We Still Need to Consider Limits

FIFO queues can only have a maximum of 20K in-flight messages at any given time. So, using one queue you can only reach concurrency of 20K jobs. For us that was more than enough, but if you need more it’s also possible to have more queues and alternate between them.

Besides an upper limit, there’s also a practical lower limit. Since we’re relying on message grouping on the FIFO queue, we’re basically predetermining a lane for the message to be processed. FIFO will not “switch” groups of a given message if one of the groups finishes all their messages. Because of that, this solution will not work well for small concurrency numbers.

If you need a low concurrency number, it’s probably better to use a lock acquiring mechanism or a similar pattern. Usually low concurrency numbers also mean that the amount of jobs is meant to be low so there’s less concern about the large number of state transitions that wait for a lock.

It’s important to take into account that we have essentially taken control of the message processing.

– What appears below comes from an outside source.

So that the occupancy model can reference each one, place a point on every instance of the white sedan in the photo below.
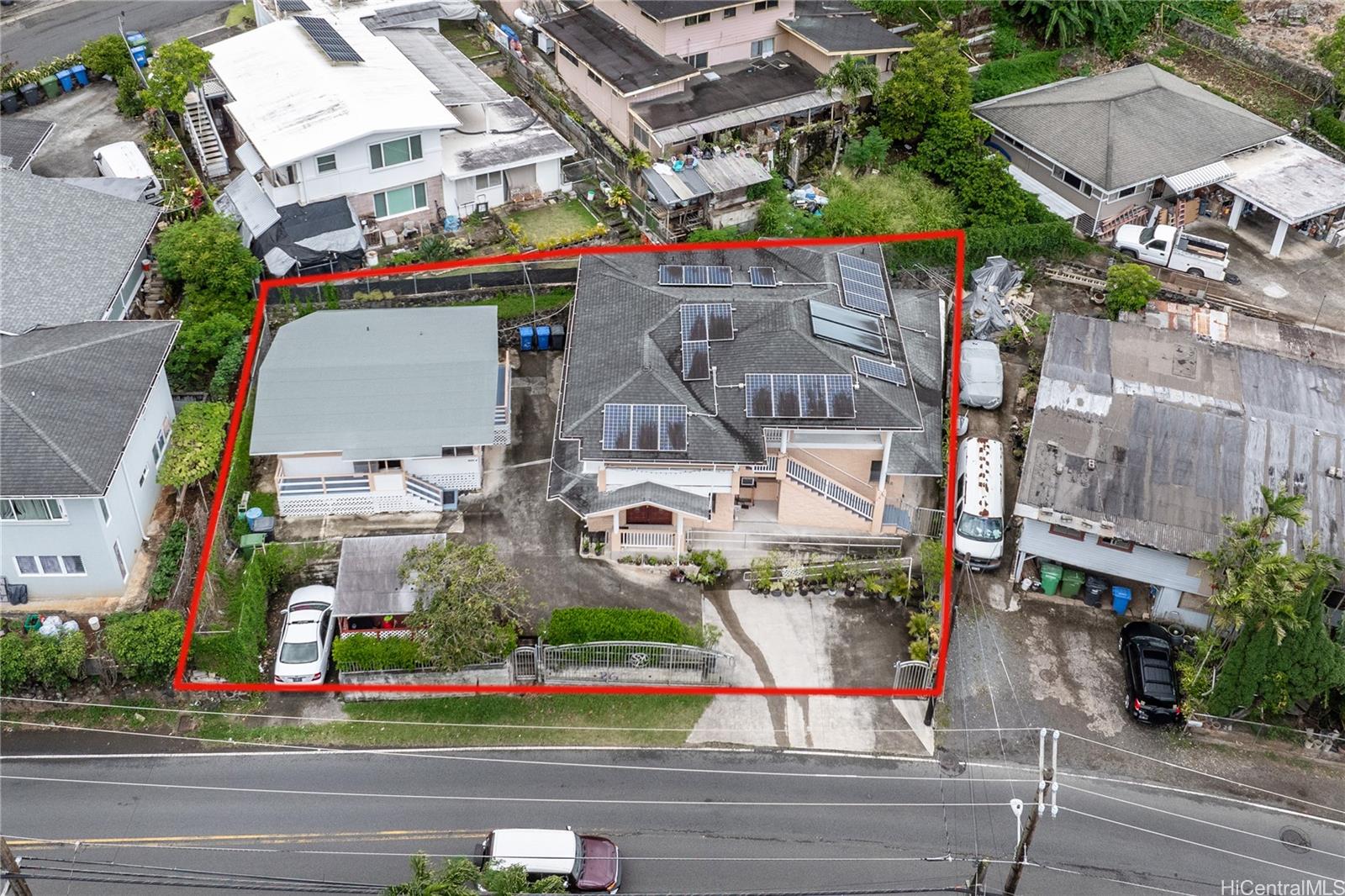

Since jobs can actually fail for various reasons, we will want to do one of the following:

Call “ChangeVisibilityTimeout” on the message so that it returns immediately to the queue.
Delete the message and manually re-submit it or move it to our own dead-letter queue.

If we fail to do one of these, we will end up blocking all of the messages in a certain group for no real reason. Remember, we use these groups for concurrency and not because the jobs actually depend on one another.

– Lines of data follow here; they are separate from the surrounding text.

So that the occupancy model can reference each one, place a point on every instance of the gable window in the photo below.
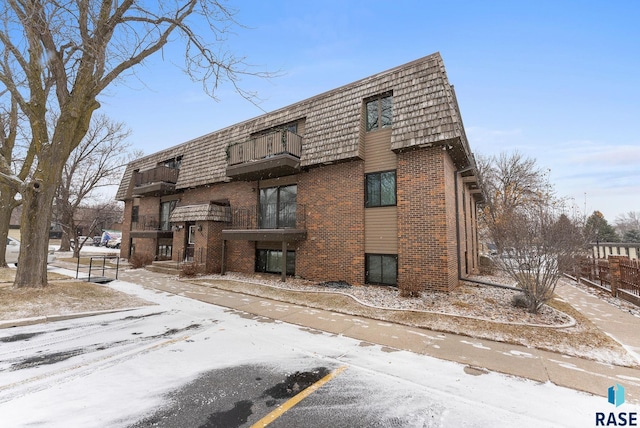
(165, 212)
(278, 207)
(381, 269)
(381, 189)
(173, 163)
(378, 112)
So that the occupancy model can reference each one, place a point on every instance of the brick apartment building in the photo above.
(371, 183)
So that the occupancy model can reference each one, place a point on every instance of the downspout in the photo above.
(458, 243)
(458, 239)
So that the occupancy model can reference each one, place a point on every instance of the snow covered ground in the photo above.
(118, 369)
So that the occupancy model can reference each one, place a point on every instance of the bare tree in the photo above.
(61, 55)
(628, 226)
(534, 242)
(14, 159)
(95, 163)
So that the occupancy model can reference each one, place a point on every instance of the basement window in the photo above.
(381, 269)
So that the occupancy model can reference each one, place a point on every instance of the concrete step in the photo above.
(164, 267)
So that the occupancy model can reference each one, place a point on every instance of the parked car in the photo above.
(13, 250)
(114, 243)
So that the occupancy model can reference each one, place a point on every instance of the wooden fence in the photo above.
(618, 275)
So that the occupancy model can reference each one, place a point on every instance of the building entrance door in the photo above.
(190, 241)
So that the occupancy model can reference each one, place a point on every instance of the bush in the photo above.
(138, 261)
(486, 265)
(520, 301)
(190, 269)
(411, 290)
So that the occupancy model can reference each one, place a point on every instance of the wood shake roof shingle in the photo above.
(425, 112)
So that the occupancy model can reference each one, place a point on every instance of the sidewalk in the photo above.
(477, 355)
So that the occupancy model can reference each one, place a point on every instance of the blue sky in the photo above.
(556, 80)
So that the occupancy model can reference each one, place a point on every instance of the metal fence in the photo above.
(264, 146)
(630, 276)
(269, 216)
(604, 273)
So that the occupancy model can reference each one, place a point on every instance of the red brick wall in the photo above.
(333, 197)
(452, 223)
(426, 220)
(126, 227)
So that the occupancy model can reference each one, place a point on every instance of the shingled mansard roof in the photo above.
(425, 112)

Finishing with one small improvement

One way to expand this solution is to keep in mind that we are not really bound to a fixed concurrency number. Some of our jobs might need to be limited to 50 concurrent runs, others may have 1500 concurrent runs. This can easily be achieved with the same code by changing the message group ID to a {type}-{number}. For example, we can have these two ranges a-[1–50] and b-[1–1500], which will each apply a different concurrency limit using the same pipeline.

At the center of this pattern are two distinct uses of different mechanisms around Lambda. One is grouping for concurrency, and the other is signaling a failed processing to take control of the message. While grouping does not really break any paradigms, returning the failed processing of a message is actually using an abstraction that perhaps we’re not meant to use.

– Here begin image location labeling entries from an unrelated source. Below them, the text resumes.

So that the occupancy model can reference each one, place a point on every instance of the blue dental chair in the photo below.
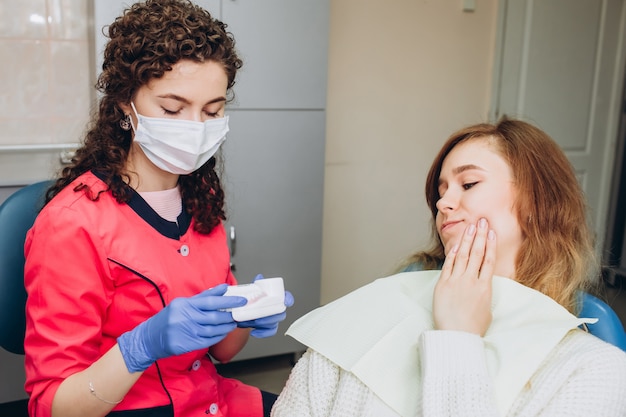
(609, 327)
(17, 214)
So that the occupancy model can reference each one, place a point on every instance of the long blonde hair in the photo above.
(557, 256)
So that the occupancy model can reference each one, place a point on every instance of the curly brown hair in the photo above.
(557, 256)
(144, 43)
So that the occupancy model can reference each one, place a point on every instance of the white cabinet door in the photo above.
(284, 45)
(273, 179)
(562, 68)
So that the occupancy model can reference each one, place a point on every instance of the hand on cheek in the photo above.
(462, 297)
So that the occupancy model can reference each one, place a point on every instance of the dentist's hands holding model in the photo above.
(193, 323)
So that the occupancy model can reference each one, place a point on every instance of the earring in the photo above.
(125, 122)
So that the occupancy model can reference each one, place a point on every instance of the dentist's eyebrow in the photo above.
(184, 100)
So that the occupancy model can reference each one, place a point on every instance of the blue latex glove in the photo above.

Usually breaking abstractions is something I’m not in favor of, but this solution is so simple and “basically works” that the pros really outweigh the cons. In a more philosophical sense, the key takeaway is that we actually should be exploiting the resources and tooling and squeeze as many useful use-cases and possible solutions as we can, especially with proven and stable services like SQS.

If you want to experiment with this workflow, we have published a ready-to-use SAM template. Happy hacking.